Pre-visit: In the UK, many HF clinics prepare for patient appointments by reviewing recent labs and vital trends via the electronic health record (EHR) (16). In this pre-visit phase, an automated BAN-ADHF score computation could be triggered. An EHR-integrated calculator would pull the latest available data for the score's variables: e.g., most recent blood chemistry (urea, creatinine), last measured NT-proBNP, presence of atrial fibrillation on record, clinic blood pressure readings, active prescription (to detect loop diuretic use), and any HF hospitalisation in the past year (from problem list or discharge summaries). However, to avoid extrapolation beyond current evidence base, the calculation is executed only when all three laboratory inputs, serum creatinine, blood urea nitrogen (BUN) and NT-proBNP have been drawn within the past 24 h (9, 10). Patients whose laboratory results fall outside the specified time window will not receive a pre-clinical score. Instead, an in-clinic score will be prompted, with all non-laboratory variables retained and applied at the time of the clinic visit. Pilot implementations of EHR-integrated HF risk calculators have shown that pulling live data into a CDS tool is not only technically possible but can also improve decision-making through predictive analytics (17). As soon as the clinician opens the patient's chart, a preliminary score <7, 7–12, or ≥13 and respective risk tier (low, moderate, high) (9, 10) would be displayed. This primes the care team by identifying patients who might require closer attention to diuresis during the visit. A patient flagged with a high preliminary score (≥13) could prompt scheduling of additional assessments (such as an on-arrival blood test or having a heart failure specialist nurse present).

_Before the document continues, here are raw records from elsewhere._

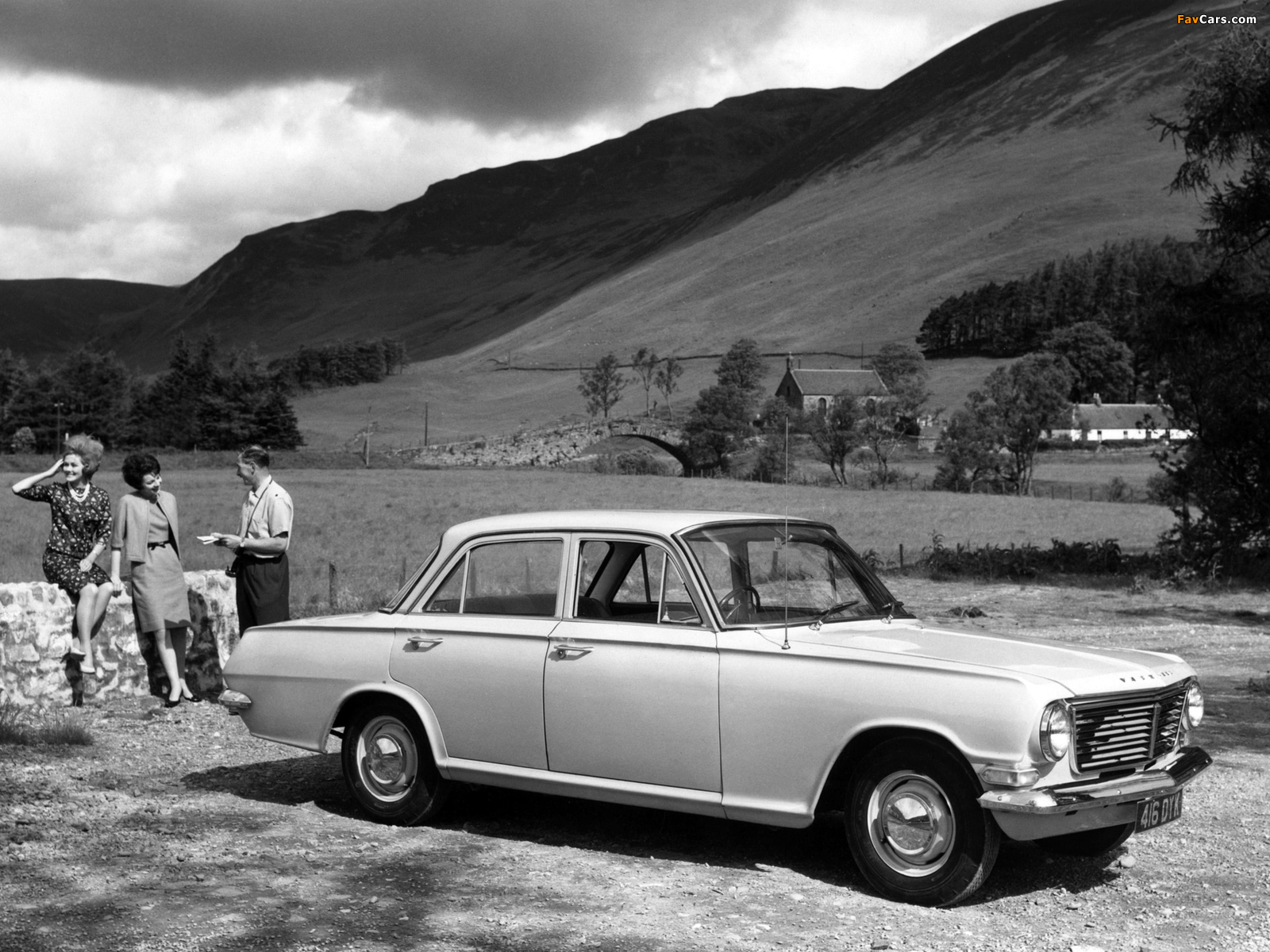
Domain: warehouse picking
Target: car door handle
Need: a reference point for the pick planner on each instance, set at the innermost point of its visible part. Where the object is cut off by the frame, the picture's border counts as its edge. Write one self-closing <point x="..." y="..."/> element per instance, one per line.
<point x="419" y="641"/>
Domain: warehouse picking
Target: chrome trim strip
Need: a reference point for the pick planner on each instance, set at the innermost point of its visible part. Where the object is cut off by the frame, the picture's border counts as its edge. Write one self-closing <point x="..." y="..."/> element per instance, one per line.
<point x="1191" y="763"/>
<point x="572" y="785"/>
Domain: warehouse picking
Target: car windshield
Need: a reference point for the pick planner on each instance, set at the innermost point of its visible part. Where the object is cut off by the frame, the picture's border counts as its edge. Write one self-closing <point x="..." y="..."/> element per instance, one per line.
<point x="762" y="574"/>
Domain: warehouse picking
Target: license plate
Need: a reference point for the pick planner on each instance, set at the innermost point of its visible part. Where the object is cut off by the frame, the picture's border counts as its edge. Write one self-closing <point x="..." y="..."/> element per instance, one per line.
<point x="1159" y="810"/>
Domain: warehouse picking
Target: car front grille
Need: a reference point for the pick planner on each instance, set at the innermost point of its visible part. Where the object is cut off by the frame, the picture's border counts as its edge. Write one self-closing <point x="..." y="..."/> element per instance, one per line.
<point x="1123" y="730"/>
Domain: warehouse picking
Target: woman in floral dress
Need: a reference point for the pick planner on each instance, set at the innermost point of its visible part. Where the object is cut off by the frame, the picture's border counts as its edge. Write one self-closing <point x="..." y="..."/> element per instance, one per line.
<point x="80" y="533"/>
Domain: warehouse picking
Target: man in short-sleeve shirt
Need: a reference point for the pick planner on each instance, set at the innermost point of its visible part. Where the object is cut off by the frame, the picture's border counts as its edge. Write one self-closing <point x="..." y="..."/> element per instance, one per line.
<point x="264" y="589"/>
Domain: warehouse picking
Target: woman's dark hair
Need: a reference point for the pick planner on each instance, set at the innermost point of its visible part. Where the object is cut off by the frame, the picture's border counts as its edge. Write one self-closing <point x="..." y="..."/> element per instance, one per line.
<point x="137" y="466"/>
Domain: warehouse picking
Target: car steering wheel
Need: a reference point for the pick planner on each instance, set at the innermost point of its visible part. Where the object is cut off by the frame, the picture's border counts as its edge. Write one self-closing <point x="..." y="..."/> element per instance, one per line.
<point x="736" y="593"/>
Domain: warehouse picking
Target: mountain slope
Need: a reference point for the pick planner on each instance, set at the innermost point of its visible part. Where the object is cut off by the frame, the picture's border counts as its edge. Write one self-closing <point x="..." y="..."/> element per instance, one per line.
<point x="52" y="315"/>
<point x="808" y="219"/>
<point x="479" y="254"/>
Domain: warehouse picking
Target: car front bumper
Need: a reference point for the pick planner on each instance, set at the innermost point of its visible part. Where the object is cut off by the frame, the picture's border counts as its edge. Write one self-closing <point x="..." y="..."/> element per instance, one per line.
<point x="1051" y="812"/>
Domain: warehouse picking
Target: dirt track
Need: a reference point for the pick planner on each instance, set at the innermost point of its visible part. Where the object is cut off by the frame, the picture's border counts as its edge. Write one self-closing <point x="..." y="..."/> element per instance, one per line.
<point x="179" y="831"/>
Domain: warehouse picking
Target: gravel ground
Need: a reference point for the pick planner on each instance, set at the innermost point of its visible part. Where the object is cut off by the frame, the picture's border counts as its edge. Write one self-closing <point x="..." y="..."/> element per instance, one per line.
<point x="177" y="831"/>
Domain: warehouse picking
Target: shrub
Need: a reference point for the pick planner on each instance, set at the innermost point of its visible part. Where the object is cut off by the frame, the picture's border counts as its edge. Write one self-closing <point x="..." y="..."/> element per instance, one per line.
<point x="25" y="727"/>
<point x="630" y="463"/>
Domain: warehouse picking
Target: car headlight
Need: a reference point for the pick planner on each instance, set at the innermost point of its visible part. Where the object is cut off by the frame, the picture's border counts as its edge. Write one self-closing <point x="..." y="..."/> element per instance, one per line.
<point x="1194" y="704"/>
<point x="1056" y="730"/>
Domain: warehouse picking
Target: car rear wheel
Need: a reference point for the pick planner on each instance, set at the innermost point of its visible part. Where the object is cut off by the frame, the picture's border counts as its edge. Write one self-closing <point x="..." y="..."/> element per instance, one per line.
<point x="389" y="767"/>
<point x="1087" y="842"/>
<point x="914" y="827"/>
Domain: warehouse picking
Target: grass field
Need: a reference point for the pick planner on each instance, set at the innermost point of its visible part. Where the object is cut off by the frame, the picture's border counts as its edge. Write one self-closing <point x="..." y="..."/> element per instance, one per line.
<point x="375" y="524"/>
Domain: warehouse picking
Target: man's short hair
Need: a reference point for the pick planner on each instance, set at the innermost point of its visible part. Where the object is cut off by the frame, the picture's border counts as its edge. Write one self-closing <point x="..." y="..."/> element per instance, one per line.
<point x="256" y="454"/>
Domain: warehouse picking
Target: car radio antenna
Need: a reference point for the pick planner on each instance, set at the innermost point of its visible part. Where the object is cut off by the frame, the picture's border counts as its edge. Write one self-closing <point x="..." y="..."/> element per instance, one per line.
<point x="785" y="645"/>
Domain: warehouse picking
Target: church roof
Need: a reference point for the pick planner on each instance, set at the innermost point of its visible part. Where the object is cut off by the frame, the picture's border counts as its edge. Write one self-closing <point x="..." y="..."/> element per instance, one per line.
<point x="814" y="382"/>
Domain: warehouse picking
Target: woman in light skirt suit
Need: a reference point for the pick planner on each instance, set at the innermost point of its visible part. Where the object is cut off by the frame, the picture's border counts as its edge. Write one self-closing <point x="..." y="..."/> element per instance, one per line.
<point x="146" y="535"/>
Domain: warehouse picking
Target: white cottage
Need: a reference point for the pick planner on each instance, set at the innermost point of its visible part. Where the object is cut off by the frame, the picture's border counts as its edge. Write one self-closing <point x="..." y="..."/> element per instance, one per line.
<point x="1115" y="423"/>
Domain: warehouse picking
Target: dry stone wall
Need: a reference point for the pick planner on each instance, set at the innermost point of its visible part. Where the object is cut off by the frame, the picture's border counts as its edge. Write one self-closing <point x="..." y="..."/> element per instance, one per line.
<point x="548" y="447"/>
<point x="36" y="635"/>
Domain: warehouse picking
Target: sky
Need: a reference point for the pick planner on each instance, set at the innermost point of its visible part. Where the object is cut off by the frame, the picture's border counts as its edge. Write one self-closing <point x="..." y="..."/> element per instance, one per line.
<point x="143" y="139"/>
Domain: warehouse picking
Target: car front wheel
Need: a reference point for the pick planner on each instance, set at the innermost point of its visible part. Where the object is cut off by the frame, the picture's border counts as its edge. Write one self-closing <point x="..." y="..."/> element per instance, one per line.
<point x="387" y="766"/>
<point x="914" y="827"/>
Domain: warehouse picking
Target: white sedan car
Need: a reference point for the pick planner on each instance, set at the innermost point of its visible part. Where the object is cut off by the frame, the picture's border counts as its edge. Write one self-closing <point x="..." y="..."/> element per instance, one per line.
<point x="737" y="666"/>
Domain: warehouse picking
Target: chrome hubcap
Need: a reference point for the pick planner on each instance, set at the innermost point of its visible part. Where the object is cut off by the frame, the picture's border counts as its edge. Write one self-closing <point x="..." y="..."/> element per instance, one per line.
<point x="911" y="824"/>
<point x="387" y="758"/>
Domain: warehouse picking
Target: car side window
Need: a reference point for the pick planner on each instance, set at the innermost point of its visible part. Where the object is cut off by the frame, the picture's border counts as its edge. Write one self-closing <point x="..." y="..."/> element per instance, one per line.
<point x="448" y="596"/>
<point x="520" y="578"/>
<point x="633" y="583"/>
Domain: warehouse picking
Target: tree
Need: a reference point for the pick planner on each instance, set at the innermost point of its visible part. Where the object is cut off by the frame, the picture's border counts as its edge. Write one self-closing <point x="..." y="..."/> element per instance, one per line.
<point x="971" y="456"/>
<point x="882" y="428"/>
<point x="718" y="425"/>
<point x="1225" y="126"/>
<point x="1018" y="404"/>
<point x="645" y="361"/>
<point x="1212" y="340"/>
<point x="668" y="378"/>
<point x="13" y="378"/>
<point x="602" y="386"/>
<point x="1100" y="363"/>
<point x="742" y="368"/>
<point x="835" y="436"/>
<point x="87" y="391"/>
<point x="886" y="422"/>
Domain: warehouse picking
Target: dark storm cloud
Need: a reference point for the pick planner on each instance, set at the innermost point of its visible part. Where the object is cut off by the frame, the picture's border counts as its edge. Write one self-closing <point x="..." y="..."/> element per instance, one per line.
<point x="495" y="61"/>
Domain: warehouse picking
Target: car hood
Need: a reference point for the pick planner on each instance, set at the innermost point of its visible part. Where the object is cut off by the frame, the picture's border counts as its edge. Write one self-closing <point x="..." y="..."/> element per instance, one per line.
<point x="1079" y="668"/>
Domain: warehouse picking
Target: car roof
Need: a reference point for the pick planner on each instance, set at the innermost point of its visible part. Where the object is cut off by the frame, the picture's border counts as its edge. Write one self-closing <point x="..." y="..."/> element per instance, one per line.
<point x="658" y="520"/>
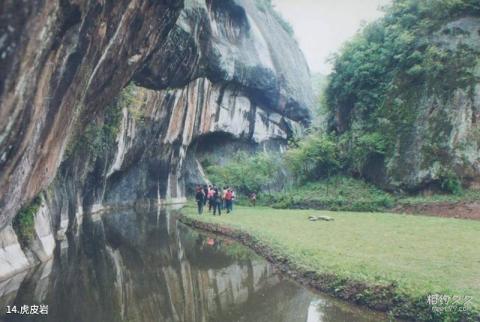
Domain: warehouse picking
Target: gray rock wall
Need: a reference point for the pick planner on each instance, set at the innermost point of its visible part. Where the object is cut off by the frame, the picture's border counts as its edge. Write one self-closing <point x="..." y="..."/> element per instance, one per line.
<point x="71" y="134"/>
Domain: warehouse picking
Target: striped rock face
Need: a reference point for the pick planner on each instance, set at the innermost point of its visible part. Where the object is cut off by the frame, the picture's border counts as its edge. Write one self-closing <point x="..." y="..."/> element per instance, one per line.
<point x="73" y="132"/>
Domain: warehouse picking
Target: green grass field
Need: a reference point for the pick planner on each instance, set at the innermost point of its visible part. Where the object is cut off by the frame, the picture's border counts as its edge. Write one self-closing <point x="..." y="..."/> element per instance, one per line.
<point x="423" y="255"/>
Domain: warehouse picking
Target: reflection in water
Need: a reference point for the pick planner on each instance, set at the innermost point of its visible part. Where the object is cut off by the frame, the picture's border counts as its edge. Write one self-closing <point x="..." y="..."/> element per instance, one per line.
<point x="129" y="266"/>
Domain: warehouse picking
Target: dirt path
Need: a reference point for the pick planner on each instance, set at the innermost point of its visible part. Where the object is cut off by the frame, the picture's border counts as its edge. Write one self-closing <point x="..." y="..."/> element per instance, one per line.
<point x="464" y="210"/>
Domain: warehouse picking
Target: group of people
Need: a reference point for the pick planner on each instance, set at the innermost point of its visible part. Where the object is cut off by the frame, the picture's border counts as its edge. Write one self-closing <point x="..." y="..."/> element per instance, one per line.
<point x="216" y="198"/>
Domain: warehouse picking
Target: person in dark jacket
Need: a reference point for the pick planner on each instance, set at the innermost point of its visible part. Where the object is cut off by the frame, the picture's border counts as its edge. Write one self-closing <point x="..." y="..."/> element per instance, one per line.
<point x="217" y="202"/>
<point x="200" y="198"/>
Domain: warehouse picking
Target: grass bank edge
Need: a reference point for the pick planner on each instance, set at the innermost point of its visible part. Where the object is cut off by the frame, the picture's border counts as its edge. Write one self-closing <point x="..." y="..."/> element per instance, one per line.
<point x="385" y="296"/>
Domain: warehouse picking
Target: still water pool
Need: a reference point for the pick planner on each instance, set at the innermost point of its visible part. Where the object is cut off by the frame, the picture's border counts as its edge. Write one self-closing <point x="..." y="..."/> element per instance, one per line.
<point x="146" y="266"/>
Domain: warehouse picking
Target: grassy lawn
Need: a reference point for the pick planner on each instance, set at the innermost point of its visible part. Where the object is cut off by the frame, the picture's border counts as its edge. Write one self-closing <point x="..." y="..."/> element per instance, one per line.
<point x="423" y="255"/>
<point x="468" y="195"/>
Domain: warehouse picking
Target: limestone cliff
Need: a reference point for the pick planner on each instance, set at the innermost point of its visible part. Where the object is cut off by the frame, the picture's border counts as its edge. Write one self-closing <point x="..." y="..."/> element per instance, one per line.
<point x="405" y="98"/>
<point x="73" y="132"/>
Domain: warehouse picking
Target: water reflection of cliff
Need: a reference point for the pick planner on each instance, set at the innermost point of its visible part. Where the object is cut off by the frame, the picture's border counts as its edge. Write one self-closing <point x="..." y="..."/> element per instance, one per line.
<point x="148" y="267"/>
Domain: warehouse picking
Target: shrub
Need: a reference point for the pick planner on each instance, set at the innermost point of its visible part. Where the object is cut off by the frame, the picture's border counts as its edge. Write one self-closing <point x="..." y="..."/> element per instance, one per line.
<point x="24" y="222"/>
<point x="248" y="173"/>
<point x="315" y="157"/>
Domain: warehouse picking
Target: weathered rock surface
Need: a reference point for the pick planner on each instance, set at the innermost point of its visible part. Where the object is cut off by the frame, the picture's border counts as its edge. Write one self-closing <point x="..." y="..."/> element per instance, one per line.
<point x="450" y="124"/>
<point x="69" y="132"/>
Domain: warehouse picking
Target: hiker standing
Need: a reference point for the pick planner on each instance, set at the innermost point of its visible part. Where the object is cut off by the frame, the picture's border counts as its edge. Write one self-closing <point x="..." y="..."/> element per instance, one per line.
<point x="224" y="194"/>
<point x="200" y="198"/>
<point x="253" y="199"/>
<point x="205" y="192"/>
<point x="217" y="202"/>
<point x="228" y="200"/>
<point x="210" y="197"/>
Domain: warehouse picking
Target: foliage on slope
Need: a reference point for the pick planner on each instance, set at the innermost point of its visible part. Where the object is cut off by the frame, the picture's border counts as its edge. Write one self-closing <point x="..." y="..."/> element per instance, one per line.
<point x="382" y="77"/>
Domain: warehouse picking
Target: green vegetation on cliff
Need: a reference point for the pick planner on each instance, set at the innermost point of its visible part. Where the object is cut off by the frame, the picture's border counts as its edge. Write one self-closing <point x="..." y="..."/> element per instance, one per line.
<point x="24" y="222"/>
<point x="383" y="76"/>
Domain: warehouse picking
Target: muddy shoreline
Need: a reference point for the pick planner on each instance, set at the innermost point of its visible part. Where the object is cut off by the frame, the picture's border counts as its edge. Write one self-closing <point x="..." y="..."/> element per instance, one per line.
<point x="383" y="298"/>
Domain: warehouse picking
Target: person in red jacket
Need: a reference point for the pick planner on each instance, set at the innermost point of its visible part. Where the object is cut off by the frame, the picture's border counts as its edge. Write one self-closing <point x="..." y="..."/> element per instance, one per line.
<point x="229" y="200"/>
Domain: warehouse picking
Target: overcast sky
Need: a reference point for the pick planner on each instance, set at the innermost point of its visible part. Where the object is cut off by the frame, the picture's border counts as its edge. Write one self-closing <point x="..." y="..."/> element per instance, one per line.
<point x="321" y="26"/>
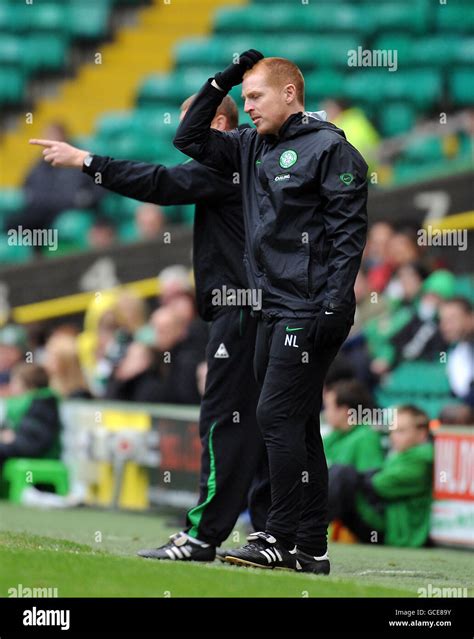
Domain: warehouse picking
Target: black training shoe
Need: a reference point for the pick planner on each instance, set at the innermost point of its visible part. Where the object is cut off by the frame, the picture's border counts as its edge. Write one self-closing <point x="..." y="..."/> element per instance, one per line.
<point x="262" y="551"/>
<point x="316" y="565"/>
<point x="182" y="547"/>
<point x="222" y="552"/>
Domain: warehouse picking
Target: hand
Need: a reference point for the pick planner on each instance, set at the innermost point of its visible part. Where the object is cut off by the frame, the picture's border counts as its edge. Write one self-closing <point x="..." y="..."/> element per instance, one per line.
<point x="233" y="75"/>
<point x="61" y="153"/>
<point x="332" y="327"/>
<point x="7" y="436"/>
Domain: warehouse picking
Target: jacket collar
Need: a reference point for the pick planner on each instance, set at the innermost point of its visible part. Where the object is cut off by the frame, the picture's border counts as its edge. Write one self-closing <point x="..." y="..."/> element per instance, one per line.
<point x="293" y="126"/>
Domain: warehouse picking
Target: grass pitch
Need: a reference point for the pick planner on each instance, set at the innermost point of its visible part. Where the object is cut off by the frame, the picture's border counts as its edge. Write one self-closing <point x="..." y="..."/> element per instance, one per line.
<point x="91" y="553"/>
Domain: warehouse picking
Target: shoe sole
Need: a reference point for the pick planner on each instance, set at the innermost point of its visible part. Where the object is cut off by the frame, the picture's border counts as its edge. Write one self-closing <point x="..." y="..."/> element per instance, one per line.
<point x="236" y="561"/>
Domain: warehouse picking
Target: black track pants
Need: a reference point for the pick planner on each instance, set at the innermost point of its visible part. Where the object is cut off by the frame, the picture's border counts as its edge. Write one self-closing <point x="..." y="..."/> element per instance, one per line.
<point x="292" y="368"/>
<point x="232" y="444"/>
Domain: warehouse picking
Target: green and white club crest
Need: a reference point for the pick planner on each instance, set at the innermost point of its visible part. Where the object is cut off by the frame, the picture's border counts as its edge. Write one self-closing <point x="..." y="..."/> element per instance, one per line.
<point x="288" y="158"/>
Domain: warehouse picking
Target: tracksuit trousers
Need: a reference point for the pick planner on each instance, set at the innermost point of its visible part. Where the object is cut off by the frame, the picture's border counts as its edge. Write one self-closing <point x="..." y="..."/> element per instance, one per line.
<point x="291" y="366"/>
<point x="232" y="444"/>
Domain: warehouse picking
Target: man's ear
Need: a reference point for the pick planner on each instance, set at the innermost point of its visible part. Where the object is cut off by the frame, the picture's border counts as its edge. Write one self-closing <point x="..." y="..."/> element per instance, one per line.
<point x="290" y="93"/>
<point x="219" y="122"/>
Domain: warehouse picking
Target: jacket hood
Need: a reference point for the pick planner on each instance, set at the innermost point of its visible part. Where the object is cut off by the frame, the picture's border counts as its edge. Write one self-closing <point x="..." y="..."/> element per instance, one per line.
<point x="301" y="123"/>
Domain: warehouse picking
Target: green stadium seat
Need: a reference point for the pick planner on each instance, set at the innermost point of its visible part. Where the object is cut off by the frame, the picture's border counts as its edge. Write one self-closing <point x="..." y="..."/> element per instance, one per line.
<point x="12" y="86"/>
<point x="402" y="43"/>
<point x="439" y="50"/>
<point x="306" y="51"/>
<point x="19" y="471"/>
<point x="411" y="17"/>
<point x="423" y="378"/>
<point x="11" y="201"/>
<point x="396" y="118"/>
<point x="11" y="50"/>
<point x="73" y="226"/>
<point x="172" y="88"/>
<point x="88" y="21"/>
<point x="465" y="287"/>
<point x="44" y="52"/>
<point x="118" y="208"/>
<point x="456" y="16"/>
<point x="424" y="149"/>
<point x="13" y="253"/>
<point x="324" y="84"/>
<point x="296" y="18"/>
<point x="152" y="121"/>
<point x="464" y="50"/>
<point x="378" y="85"/>
<point x="127" y="231"/>
<point x="46" y="16"/>
<point x="461" y="87"/>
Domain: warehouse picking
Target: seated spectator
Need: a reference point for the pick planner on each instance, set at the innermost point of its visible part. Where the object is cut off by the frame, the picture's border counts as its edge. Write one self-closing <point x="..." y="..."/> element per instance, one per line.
<point x="392" y="504"/>
<point x="355" y="350"/>
<point x="132" y="311"/>
<point x="98" y="340"/>
<point x="136" y="377"/>
<point x="350" y="443"/>
<point x="410" y="331"/>
<point x="32" y="426"/>
<point x="358" y="129"/>
<point x="420" y="338"/>
<point x="457" y="328"/>
<point x="61" y="362"/>
<point x="172" y="281"/>
<point x="50" y="190"/>
<point x="376" y="255"/>
<point x="102" y="234"/>
<point x="149" y="220"/>
<point x="456" y="415"/>
<point x="13" y="345"/>
<point x="181" y="351"/>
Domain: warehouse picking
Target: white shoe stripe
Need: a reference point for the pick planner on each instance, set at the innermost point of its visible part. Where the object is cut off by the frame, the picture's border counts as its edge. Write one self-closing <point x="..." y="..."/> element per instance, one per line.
<point x="267" y="555"/>
<point x="177" y="552"/>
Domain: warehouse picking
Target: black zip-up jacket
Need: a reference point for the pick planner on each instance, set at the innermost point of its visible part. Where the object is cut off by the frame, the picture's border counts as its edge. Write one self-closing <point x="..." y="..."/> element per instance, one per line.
<point x="218" y="244"/>
<point x="304" y="198"/>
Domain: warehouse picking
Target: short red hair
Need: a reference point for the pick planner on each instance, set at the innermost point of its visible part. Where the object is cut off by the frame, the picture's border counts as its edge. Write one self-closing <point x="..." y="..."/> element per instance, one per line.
<point x="281" y="72"/>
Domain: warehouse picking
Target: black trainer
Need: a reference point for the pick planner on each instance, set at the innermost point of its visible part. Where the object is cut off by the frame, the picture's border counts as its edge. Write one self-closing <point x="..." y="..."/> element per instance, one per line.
<point x="262" y="551"/>
<point x="315" y="565"/>
<point x="182" y="547"/>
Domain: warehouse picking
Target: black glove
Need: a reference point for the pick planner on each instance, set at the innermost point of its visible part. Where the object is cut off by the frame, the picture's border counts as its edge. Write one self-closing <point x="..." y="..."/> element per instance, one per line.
<point x="233" y="75"/>
<point x="332" y="327"/>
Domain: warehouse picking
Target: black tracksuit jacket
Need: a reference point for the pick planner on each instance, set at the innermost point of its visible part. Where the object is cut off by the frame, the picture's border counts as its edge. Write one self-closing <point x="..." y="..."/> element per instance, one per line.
<point x="218" y="244"/>
<point x="304" y="199"/>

Clinic: During the face-to-face clinic visit, the preliminary score is validated and refined with up-to-date clinical information. Key components at this touch-point include a focused volume status exam and point-of-care laboratory testing. For instance, if NT-proBNP was not taken within 24 h, an urgent NT-proBNP measurement should be done at the ambulatory centre. Vital signs are updated, and the clinician also verifies any changes in medications. With this new data, the BAN-ADHF score is recomputed or adjusted. In many cases, the score may remain in the same risk tier as the pre-visit estimate, but critical changes (e.g., new onset atrial fibrillation or a spike in creatinine levels) could alter the score (10). It is important to note that clinical judgment still overlays the process. For instance, if a patient has an elevated score but also has obvious non-adherence (e.g., missed diuretic doses) that can be corrected, the clinician might address adherence first. Nonetheless, the score provides an objective anchor for discussing diuretic strategy with the patient.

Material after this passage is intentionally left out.